Noi siamo le mani di Dio e Dio interviene attraverso di noi

La sofferenza dei bambini è una delle cose più incomprensibili. Dostoevskij rivolse parole terribili nei confronti di Dio proprio per questo. Ce lo ricordano le immagini che ci arrivano in questi giorni dal confine polacco.

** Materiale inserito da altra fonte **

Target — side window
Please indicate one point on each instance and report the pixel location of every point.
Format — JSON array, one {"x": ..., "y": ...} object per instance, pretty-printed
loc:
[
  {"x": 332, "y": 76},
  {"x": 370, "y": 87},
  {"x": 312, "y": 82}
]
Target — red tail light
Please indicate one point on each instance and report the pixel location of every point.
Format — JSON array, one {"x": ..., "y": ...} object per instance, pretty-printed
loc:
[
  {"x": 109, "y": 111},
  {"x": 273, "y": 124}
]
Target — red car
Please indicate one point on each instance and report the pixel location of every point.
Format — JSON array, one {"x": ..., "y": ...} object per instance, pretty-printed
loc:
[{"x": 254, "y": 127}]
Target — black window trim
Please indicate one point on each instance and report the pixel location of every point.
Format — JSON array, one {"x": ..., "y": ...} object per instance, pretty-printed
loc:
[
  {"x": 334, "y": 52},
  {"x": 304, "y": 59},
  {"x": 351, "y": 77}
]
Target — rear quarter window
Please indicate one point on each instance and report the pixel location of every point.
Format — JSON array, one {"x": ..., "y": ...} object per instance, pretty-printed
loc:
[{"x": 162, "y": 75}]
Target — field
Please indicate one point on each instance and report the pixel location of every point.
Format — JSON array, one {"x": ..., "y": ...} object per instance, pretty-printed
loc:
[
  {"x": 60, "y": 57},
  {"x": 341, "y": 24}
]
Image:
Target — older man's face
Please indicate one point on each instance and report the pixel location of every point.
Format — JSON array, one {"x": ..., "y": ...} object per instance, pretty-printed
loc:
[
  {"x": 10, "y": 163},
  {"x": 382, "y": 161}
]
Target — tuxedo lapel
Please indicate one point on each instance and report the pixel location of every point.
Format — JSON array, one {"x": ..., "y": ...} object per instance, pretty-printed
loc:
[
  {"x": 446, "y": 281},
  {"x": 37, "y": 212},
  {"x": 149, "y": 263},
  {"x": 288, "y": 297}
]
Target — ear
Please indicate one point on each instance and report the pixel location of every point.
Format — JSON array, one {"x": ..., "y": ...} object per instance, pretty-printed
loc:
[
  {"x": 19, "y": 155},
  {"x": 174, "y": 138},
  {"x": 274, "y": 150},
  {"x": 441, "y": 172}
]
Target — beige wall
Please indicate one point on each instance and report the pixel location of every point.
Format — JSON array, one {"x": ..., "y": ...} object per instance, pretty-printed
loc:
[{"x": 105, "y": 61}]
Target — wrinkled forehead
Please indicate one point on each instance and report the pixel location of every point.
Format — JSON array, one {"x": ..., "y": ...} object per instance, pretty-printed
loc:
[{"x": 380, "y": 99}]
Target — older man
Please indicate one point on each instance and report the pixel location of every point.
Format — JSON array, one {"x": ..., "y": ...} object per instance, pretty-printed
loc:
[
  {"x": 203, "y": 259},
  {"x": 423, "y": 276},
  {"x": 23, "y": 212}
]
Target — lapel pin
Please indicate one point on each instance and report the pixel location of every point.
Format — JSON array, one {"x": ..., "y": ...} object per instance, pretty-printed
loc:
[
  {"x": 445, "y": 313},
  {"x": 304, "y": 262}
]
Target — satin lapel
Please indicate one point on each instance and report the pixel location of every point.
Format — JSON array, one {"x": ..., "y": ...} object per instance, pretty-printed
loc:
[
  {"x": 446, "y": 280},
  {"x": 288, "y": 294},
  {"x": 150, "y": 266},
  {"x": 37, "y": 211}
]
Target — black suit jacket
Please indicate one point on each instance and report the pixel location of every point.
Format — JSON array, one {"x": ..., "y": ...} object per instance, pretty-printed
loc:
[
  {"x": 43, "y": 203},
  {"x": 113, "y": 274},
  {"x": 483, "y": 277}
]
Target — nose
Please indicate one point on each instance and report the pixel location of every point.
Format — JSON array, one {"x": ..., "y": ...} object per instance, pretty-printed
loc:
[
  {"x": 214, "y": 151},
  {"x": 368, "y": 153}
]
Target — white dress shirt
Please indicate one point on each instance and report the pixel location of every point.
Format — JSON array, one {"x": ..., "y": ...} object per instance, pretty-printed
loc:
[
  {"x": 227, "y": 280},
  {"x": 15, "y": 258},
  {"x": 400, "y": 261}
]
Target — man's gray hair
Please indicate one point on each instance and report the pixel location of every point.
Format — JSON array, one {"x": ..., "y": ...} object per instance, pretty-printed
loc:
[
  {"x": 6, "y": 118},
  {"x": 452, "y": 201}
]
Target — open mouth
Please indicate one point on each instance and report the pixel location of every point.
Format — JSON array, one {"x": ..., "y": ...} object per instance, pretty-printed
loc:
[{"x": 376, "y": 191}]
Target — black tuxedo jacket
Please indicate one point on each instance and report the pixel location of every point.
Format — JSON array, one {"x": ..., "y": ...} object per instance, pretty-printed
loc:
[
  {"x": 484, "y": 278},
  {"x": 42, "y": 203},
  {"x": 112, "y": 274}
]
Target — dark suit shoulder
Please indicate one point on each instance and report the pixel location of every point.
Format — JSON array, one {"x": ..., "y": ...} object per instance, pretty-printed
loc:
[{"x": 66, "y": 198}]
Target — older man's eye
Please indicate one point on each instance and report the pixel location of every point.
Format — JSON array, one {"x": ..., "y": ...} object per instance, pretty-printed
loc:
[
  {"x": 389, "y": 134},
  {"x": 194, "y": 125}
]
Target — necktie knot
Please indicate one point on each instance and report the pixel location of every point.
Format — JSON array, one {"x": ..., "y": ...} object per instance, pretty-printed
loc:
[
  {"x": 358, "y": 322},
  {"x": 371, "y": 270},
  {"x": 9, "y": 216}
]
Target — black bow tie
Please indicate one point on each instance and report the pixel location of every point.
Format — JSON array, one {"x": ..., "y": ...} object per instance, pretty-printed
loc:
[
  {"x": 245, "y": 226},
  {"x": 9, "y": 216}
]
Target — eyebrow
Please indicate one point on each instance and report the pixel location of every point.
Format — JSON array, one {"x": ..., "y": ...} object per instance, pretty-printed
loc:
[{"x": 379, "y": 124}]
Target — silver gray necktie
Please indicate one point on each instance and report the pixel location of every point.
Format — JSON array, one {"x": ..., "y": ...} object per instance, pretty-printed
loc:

Le nostre mani sono fondamentali

Pietro Alviti

Insegnante e Giornalista

rende giustizia agli oppressi,

dà il pane agli affamati.

Il Signore libera i prigionieri. 

Il Signore ridona la vista ai ciechi,

il Signore rialza chi è caduto,

il Signore ama i giusti,

il Signore protegge i forestieri. 

Egli sostiene l’orfano e la vedova,

ma sconvolge le vie dei malvagi – Sal 145 (146)

Il magnifico testo del Libro dei Salmi ci mette sempre un po’ in difficoltà. E’ sufficiente, infatti, guardarsi attorno per comprendere come quelle parole sembrino non rispondere assolutamente alla realtà. Ci pensavo proprio nel momento in cui ho appreso della grave malattia di un bambino di 2 anni, figlio di un carissimo amico. Proprio di fronte alla sofferenza  dei bambini, tutto quello che noi diciamo sul Dio della provvidenza sembra svanire,  anzi è elemento di contestazione fortissima. Cui dà voce anche un grandissimo scrittore russo di cui proprio giovedì abbiamo celebrato il bicentenario della nascita, Fjodor Dostoevskij

Anche lui, come tanti, ebbe l’esperienza devastante della morte del figlio piccolo e rivolse parole terribili nei confronti di Dio, di quel Dio che consente la malattia, il dolore dei bambini.

Ma proprio con Dostoevskij, dobbiamo tornare alla fonte della fede cristiana che dà senso alla nostra esistenza: la morte di Gesù in croce, infatti, è la morte assolutamente innocente, non soltanto di uno che non aveva fatto del male a nessuno ma addirittura aveva beneficato molti, eppure muore in croce. Il significato di quella morte è la trasformazione del male, presente nel mondo, in bene.

Le Sue mani, le nostre mani

Foto: Carlo Lannutti / Imagoeconomica

Penso che i verbi che il salmista usa per descrivere l’azione di Dio sono i verbi degli uomini che, spinti dallo spirito di Dio, rialzano chi è caduto, amano i giusti, proteggono i forestieri, sostengono gli orfani e le vedove e anche sconvolgono le vie dei malvagi… Perché sono quegli uomini, quei medici, quei giudici, quei politici, quegli architetti quegli ingegneri che sono le vere mani di Dio nei confronti del male del mondo.

Sono quegli insegnanti, quei genitori, quei tutori di qualcuno che gli è stato affidato che si impegnano a far sì che quelle persone possano vivere nel miglior modo possibile e possano avere riconosciuti i loro diritti, nella pari dignità che deve essere riconosciuta a ciascun uomo. 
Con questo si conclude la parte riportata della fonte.